Thank you to Adrienne Packer for her views on McCarran International Airport’s total lack of concern for public safety and customer service (Review-Journal, Sunday). The lack of a cellphone lot is inexcusable and speaks to nothing but greed for money from $2-an-hour parking.

Meanwhile, frustrated local residents drive around in circles and have to negotiate a difficult merge entering the passenger pick-up ramp. I have seen three accidents at this location in the past two weeks. One involved six vehicles.

On busy nights, this merge causes backups all the way back to the tunnel. Simply a bad design.

As to the airport traffic and parking workers — aka the Gestapo — some classes in customer service and anger management are in order. Oh, and add to that the rude rental car bus drivers who believe they own the airport. God forbid a misdirected driver enters zero level. He will be chased down by the bicycle patrol and harshly scolded or possibly ticketed.

Airport management needs to seriously look at these issues and address them — especially with the opening of the new terminal, which will only add to the confusion.

David Lyons

Las Vegas

Social promotion

To the editor:

Regarding Bruce Schowers’ Monday letter blaming students and parents for school woes: Most of the blame goes to the school system.

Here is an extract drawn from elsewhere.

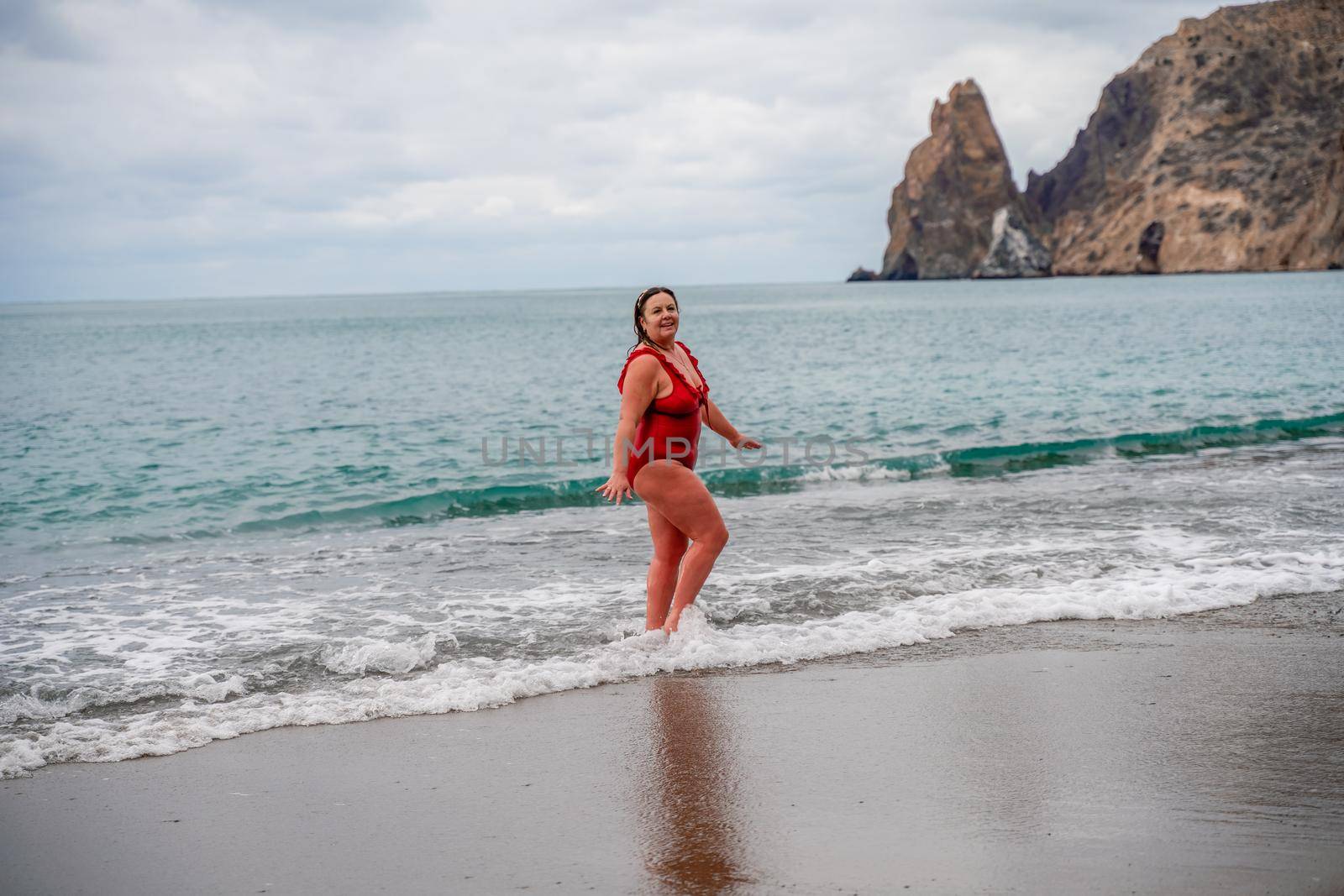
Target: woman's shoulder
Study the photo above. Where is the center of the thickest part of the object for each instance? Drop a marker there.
(640, 363)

While I agree that parents need to be active in their children’s education, as long as the system allows social promotion, it is enabling the students who are not performing.

The school system must fail students who do not meet the established standards starting in the first grade. If students are passed without knowing the material of the previous grades, they will not be able to learn the next grade’s material, and they will eventually just give up.

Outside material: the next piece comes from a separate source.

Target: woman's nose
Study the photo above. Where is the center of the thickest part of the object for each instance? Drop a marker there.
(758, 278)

By eliminating social promotion, the teachers will be able to teach their students because the class will have the necessary knowledge to learn the material of that class. The teachers are being handicapped by the system as it promotes students who are not prepared to learn the material of their next class.

Tom Jones

Las Vegas

Financial bonanza

To the editor:

In response to Glenn Cook’s Sunday column, “UNLV professor’s divine buyout”: I’m thrilled that Mr. Cook is around to inform us of how universities protect their professors. As a taxpayer, I’m shocked that Martha Watson, a communication studies professor at UNLV, could be away from her campus for two years in order to “revitalize” her mind and “to recharge” her “batteries.” And then return to enjoy a $200,000-plus buyout? Now that’s pretty outrageous.

I have to agree with Mr. Cook that the university is, in a sense, a “priesthood.” For at least one professor, however, it is also a financial bonanza.